DocketNumber: Civ. A. 84-2114
Citation Numbers: 619 F. Supp. 1577, 27 Wage & Hour Cas. (BNA) 683, 1985 U.S. Dist. LEXIS 14546
Judges: Luongo
Filed Date: 10/25/1985
Status: Precedential
Modified Date: 10/19/2024
United States District Court, E.D. Pennsylvania.
*1578 David R. Black, Media, Pa., for plaintiff.
Philip H. Lebowitz, Pepper, Hamilton & Scheetz, Philadelphia, Pa., for defendant.
LUONGO, Chief Judge.
Plaintiff Joseph Sendi brought this action claiming that his employer deprived him of earned commissions in violation of the Pennsylvania Wage Payment and Collection Law (WPCL), 43 P.S. § 260.1 et seq. Presently before me is defendant's motion for summary judgment. Because the record reveals no genuine issues of material fact, I will grant defendant's motion.
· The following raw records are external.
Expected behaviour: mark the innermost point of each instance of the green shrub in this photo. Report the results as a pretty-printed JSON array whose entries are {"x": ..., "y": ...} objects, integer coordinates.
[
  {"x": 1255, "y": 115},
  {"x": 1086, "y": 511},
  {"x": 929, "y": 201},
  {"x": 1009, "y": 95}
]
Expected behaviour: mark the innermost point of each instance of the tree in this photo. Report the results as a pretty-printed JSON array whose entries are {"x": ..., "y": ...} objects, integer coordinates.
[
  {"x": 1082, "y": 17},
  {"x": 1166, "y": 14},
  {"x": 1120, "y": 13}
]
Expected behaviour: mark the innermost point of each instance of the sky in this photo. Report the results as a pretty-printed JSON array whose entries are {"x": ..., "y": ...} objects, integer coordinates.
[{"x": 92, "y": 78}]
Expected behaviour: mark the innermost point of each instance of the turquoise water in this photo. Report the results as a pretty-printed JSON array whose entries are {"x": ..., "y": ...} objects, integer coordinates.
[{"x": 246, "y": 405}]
The basic facts are not in dispute. Defendant NCR Comten is in the business of selling and leasing computer equipment. Plaintiff was hired by defendant's predecessor company in 1967, and in 1981 held the position of Regional Sales Director for defendant's eastern region. Plaintiff's compensation included commissions for sales and leases within the eastern region.
On November 2, 1981, Sendi submitted a letter of resignation, requesting a termination date of December 31. He proposed to remain at Comten for part of November and use his accumulated vacation days to cover the rest of the period. Defendant rejected Sendi's proposal and terminated his employment as of November 6. Defendant gave him two weeks' severance pay and a lump sum payment for 200 hours of accumulated vacation, but paid him no commissions for contracts which closed after November 6.
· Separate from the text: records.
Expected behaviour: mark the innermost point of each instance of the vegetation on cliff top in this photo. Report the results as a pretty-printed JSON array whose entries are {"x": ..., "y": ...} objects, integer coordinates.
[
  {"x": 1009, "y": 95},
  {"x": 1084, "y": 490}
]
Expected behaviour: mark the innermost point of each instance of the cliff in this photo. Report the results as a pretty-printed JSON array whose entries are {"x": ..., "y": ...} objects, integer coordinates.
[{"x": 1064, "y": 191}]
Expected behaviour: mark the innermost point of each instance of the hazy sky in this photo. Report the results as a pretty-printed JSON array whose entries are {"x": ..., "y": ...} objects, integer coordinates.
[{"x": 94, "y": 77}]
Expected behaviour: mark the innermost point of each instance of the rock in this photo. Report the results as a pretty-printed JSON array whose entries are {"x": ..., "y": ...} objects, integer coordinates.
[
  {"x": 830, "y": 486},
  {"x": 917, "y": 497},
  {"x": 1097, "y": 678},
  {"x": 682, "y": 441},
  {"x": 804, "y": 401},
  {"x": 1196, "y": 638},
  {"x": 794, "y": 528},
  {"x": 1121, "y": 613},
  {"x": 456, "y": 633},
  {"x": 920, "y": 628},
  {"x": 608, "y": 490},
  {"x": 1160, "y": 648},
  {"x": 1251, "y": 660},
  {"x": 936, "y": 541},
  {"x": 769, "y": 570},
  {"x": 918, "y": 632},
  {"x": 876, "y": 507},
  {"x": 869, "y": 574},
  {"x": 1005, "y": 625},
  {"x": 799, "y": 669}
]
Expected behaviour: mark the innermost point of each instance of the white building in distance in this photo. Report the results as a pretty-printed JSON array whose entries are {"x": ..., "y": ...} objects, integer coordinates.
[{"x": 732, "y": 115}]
As a Comten employee, Sendi earned commissions under the NCR Comten Sales Representative Incentive Compensation Plan Agreement and the Regional Directors Compensation Plan Agreement (the Plans). The Plans provide that employees earn commissions on most sales and leases when Comten accepts the orders. For hardware lease or purchase contracts generating $10,000 or more of revenue, however, employees "qualify for 50% of the commission at the time the contract is accepted by NCR Comten and the Customer. The remaining 50% is payable when the equipment has been accepted by the customer and is Certified Ready for Use (CRFU) by NCR Comten." Sales Representative Incentive Compensation Plan Agreement at ¶ VI. The Plans further provide that commissions "are not earned until paid" and that employees "forfeit all rights to commissions which have not been paid at termination of employment." Id. at ¶¶ VI, VII.
Plaintiff's complaint rests on two grounds. First, he claims that, regardless of the Plans' terms, he is entitled to commissions for all contracts generated by his efforts. Second, he claims Comten terminated him on November 6 rather than December 31 in order to deprive him of earned commissions.
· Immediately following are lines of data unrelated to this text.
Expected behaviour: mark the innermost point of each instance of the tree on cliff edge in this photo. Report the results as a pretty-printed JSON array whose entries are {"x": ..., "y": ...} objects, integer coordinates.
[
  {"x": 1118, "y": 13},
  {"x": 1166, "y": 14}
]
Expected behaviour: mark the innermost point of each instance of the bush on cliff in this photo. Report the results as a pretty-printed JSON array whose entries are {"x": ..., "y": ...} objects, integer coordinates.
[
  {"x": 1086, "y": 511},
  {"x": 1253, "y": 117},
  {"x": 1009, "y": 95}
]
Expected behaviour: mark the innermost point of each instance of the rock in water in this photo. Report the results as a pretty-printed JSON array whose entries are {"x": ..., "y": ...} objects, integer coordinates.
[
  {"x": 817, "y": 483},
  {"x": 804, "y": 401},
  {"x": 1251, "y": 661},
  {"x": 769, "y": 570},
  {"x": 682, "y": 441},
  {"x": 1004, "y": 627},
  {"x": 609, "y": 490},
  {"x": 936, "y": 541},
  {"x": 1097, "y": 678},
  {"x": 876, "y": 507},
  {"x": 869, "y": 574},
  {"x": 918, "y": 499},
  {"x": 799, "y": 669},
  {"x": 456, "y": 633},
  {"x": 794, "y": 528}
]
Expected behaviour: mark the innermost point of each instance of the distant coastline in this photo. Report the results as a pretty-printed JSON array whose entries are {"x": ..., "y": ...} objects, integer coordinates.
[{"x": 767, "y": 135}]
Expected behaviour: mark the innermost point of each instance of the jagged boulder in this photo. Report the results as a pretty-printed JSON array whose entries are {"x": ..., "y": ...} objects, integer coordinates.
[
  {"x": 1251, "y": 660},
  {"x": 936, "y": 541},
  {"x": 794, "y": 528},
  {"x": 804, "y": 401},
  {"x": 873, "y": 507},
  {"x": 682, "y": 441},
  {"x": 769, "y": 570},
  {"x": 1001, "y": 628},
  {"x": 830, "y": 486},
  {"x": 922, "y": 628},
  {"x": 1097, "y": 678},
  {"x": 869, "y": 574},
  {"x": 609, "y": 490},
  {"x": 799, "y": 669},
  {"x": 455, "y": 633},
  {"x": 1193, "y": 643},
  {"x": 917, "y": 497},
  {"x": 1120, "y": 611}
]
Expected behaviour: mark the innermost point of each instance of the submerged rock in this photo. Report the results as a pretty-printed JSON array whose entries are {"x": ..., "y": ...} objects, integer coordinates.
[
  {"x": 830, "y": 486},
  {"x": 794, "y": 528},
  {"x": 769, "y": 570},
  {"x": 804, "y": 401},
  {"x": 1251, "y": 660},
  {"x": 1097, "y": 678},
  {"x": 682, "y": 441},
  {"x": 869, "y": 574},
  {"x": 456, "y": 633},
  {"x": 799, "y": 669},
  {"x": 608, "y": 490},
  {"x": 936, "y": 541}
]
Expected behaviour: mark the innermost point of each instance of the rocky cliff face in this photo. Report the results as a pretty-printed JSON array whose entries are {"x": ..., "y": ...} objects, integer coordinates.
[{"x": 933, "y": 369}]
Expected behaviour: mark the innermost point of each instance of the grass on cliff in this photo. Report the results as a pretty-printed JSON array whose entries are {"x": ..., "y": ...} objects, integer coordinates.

Defendant has moved for summary judgment on the ground that plaintiff was paid all commissions which he had earned prior to his termination. Defendant also contends that plaintiff was an employee at will *1579 with no right to set his own termination date.
The WPCL provides:
Whenever an employer separates an employe from the payroll, or whenever an employe quits or resigns his employment, the wages or compensation earned shall become due and payable not later than the next regular payday of his employer on which such wages would otherwise be due and payable.
43 P.S. § 260.5(a).
Plaintiff argues that he is entitled to commissions for sales made between November 6 and December 31, 1981. He alleges that he was the only eastern region Sales Director in 1981, and that he is ultimately responsible for all sales concluded during that year. He also claims he was wrongfully deprived of commissions on certain hardware contracts worth more than $10,000. In accordance with the Plans, Sendi was paid only a 50% commission on such contracts which Comten accepted before his November 6 termination date, but under which the equipment was not installed and certified ready for use until after November 6. Plaintiff seeks to recover the remaining 50%. He argues that since the WPCL requires the payment of all "wages or compensation earned" he is entitled to commissions for all contracts attributable to his labor, and that the Plans' requirements cannot be applied to deprive him of such commissions. It is plaintiff's contention that summary judgment is inappropriate because his claims cannot be resolved without a detailed examination of his sales efforts and a determination of what contracts are traceable to those efforts.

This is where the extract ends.